“Bless us all!” marvelled Eustace, when twenty minutes later he entered the kitchen, to learn what delayed the general’s lunch. “How came you by such a spread, when it ’s all any of us can do to get enough to keep life in us? Is ’t sorcery, man?”
“No, witchery,” laughed the aide. “If thy chief were but a woman, Eustace, I’d have Washington reinforced within a two days.”
His breakfast finished, the aide secured pen and paper, and wrote a formal order for Lee to march. This done, he sought the general, and, interrupting a consultation he was holding with General Sullivan, he delivered the paper into his hands.
“I ask General Sullivan to witness that I deliver you positive instructions to march your force, to effect a junction with General Washington.”
“I’ve already writ him a letter that will convince him I act for the best,” answered Lee, holding out the missive.
The aide took it without a word, saluted, and left the room. Going to the front door, where Joggles already awaited him, he put a Continental bill into the hands of the publican, bade adieu to Eustace, and rode away.
“’T is as bright a day as ’t was dark a night, old man,” he said to the horse, “but it never looked blacker for the cause, and I’ve had my long ride for nothing. Perhaps, though, there may be pay day coming. She knows that I’m to be at Van Meter’s barn to-night. What say you, Joggles? Think you will she be there?”
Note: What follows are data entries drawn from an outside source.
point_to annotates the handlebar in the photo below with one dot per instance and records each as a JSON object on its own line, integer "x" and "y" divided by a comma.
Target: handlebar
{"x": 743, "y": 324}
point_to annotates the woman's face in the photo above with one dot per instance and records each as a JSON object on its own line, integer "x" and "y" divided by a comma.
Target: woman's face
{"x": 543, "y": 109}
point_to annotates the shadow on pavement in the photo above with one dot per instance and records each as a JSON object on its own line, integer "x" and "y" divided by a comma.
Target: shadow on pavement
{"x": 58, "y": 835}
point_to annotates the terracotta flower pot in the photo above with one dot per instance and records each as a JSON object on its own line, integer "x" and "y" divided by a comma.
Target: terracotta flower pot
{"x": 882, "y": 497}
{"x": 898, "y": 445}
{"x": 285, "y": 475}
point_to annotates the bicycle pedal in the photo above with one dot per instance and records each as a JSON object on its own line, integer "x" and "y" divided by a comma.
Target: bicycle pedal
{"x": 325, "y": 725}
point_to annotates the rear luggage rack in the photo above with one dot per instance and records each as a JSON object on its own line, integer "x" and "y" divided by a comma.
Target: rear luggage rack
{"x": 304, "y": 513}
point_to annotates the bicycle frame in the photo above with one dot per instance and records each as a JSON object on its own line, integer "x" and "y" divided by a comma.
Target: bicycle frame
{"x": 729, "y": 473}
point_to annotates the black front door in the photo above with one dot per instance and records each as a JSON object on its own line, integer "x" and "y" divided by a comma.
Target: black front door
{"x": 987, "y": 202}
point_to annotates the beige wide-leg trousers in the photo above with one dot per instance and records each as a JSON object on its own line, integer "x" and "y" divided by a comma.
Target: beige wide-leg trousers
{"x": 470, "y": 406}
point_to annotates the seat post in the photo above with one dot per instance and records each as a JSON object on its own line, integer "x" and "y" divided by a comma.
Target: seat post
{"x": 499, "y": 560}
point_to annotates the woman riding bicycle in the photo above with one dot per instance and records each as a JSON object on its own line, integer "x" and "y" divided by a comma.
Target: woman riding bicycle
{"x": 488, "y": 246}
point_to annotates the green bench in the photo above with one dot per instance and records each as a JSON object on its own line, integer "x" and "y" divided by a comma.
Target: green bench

The sound of shots outside put a sudden termination to the supper in both the dining-room and kitchen of Greenwood, and served to bring inmates and candles to the front and back doors. Beyond the moment’s rush of a body of horsemen past the house, no light on the interruption was obtained, until some of the escort of Clowes were despatched to the stable to learn if all was well with their horses. There they found the wounded man stretched on the snow, and just within the doorway lay Janice in a swoon, with Clarion licking her face. Both were carried to the house, and while Mrs. Meredith and the sergeant endeavoured to save the officer by a rude tourniquet, the squire held Janice’s head over some feathers which Peg burned in a bed-warmer.
“Did they kill him?” was the first question the girl asked, when the combined stench and suffocation had revived consciousness.
“He ’s just expiring,” her father replied. “His arm was struck off above the elbow, and he bleeds like a stuck pig.”
Janice staggered up, though somewhat languidly. “May— “Did he ask to see me?”
“Not he,” she was told. “Come, lass, sit quiet for a bit till thy head is steady, and tell us what ’t was all about.”
Janice sank into the chair her father set beside the fire. “He was on some mission for his Excellency,” she gasped, “and stopped here to get a fresh horse—that was how I came to know it—and while we were talking we heard the dragoons coming, so he mounted, to escape. Then I heard a cry—oh! such a cry—and the pistols—and—and—that ’s all I remember.”